Saban pulang kampung untuk mengambil jatah bulanan, kembali ke kosan saya mesti naik bis. Rutenya: dari Karanganyar naik bis turun di Terminal Tirtonadi, sebab kalau ingin dapat tempat duduk mesti datang langsung ke terminal. Waktu itu banyak pilihan bis bumel, sebut saja Baker, Sedya Mulya, Sedya Utama,  Antar Jaya dan sebagainya. Kalau nasib kurang mujur dan sudah diburu waktu, pasrah saja meskipun berangkat dari terminal sudah tidak dapat jatah tempat duduk alias berdiri sepanjang Solo-Yogya. Situasi ini biasanya terjadi pada hari Minggu sore atau Senin pagi.

Dalam perjalanannya, bis akan berhenti sejenak di Karangwuni dan beberapa titik henti di wilayah Klaten  untuk menaikkan penumpang yang sebagian besar mereka adalah mahasiswa yang kuliah di Yogya. Nanti saya akan turun di Janti (ini tempat turun penumpang yang berasal dari wilayah Timur-nya Yogya). Dari Janti, saya naik Kopata (bis kota Yogya jaman dulu yang bodinya berwarna Oranye & Putih) jurusan Selokan Mataram Gejayan (sekarang Jl. Affandi), kemudian jalan kaki menyusuri Selokan Mataram sampai di Wisma Dermaga Klebengan. Kadang saya memikul beras 10kg yang dibekali ibu dari rumah sementara tangan saya menenteng tempe kering masakan ibu.

Sama halnya jika saya pulang kampung di Sabtu sore.

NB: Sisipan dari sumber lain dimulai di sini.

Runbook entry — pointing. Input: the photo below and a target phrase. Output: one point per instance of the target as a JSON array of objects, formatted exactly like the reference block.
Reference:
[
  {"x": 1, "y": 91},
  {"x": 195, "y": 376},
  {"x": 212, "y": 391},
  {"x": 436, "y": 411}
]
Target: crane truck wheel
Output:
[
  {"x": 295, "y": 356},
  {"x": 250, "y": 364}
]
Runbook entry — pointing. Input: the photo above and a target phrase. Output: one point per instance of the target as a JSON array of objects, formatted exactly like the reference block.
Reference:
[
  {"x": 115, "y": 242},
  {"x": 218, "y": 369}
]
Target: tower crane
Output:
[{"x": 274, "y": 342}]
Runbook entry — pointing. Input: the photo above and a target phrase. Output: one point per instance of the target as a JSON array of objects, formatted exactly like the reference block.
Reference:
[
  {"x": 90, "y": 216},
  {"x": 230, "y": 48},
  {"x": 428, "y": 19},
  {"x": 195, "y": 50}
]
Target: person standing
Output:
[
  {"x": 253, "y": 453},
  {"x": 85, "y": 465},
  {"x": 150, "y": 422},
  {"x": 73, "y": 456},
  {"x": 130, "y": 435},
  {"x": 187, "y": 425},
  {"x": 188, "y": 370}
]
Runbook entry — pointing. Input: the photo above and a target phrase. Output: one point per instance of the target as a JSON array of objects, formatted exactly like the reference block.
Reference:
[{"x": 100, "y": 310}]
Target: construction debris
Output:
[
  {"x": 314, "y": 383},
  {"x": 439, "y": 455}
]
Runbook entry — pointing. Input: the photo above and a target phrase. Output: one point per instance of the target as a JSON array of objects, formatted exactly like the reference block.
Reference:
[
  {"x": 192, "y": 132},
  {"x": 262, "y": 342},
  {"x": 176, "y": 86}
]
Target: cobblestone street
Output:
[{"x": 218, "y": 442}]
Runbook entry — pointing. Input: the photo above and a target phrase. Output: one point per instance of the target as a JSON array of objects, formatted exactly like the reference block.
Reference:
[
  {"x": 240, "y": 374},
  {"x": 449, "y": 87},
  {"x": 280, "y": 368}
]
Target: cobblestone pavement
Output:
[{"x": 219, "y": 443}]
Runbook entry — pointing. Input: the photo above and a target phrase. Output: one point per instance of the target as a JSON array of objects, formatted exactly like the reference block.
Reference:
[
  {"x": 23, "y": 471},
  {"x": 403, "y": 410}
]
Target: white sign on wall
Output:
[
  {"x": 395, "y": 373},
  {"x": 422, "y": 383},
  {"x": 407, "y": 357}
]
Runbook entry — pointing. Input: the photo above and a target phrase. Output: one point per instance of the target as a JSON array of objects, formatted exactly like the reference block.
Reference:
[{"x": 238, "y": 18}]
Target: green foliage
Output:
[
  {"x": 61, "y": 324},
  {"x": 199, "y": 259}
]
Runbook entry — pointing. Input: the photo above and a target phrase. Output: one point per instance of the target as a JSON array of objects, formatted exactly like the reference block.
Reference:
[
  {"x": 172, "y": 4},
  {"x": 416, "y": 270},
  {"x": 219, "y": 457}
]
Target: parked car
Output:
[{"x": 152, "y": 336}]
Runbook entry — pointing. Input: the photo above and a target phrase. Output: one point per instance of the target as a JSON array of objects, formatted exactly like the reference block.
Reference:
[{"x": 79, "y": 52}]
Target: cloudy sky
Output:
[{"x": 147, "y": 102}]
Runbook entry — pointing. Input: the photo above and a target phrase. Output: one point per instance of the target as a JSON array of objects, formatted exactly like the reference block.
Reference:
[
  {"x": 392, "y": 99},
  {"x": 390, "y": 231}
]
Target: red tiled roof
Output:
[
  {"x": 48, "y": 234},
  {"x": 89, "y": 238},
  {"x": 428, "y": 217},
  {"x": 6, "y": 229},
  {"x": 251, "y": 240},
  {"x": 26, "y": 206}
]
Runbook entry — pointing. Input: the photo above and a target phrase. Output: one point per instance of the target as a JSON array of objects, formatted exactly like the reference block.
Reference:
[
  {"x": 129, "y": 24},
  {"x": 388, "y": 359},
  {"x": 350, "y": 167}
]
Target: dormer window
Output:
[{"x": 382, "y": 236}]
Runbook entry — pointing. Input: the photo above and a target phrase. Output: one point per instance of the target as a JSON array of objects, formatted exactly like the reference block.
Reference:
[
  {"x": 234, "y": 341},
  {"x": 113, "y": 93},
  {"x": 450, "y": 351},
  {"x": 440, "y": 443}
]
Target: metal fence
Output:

Kebanyakan anak kos pada pulang kampung, sehingga bis pasti penuh dengan penumpang. Pilihannya, naik Kopata jurusan Terminal Umbulharjo dengan banyak pilihan bis (bahkan beberapa kali saya naik bis yang jurusan Surabaya dengan ongkos sedikit lebih mahal daripada bis bumel) atau turun di Janti dengan resiko tidak dapat tempat duduk alias berdiri Yogya-Solo.

***

Lamunan saya buyar ketika mas Kondektur mengetuk kaca pintu bis dengan uang logam berulang-ulang sambil berteriak kalau bis sudah sampai di Terminal Giwangan. Trayek Solo-Yogya ditempuh dalam waktu dua jam lebih. Lumayan lama. Selain bis sering berhenti naik/turunkan penumpang, jalan ruas Solo-Yogya terdapat >25 lampu lalu-lintas (menurut perhitungan saya).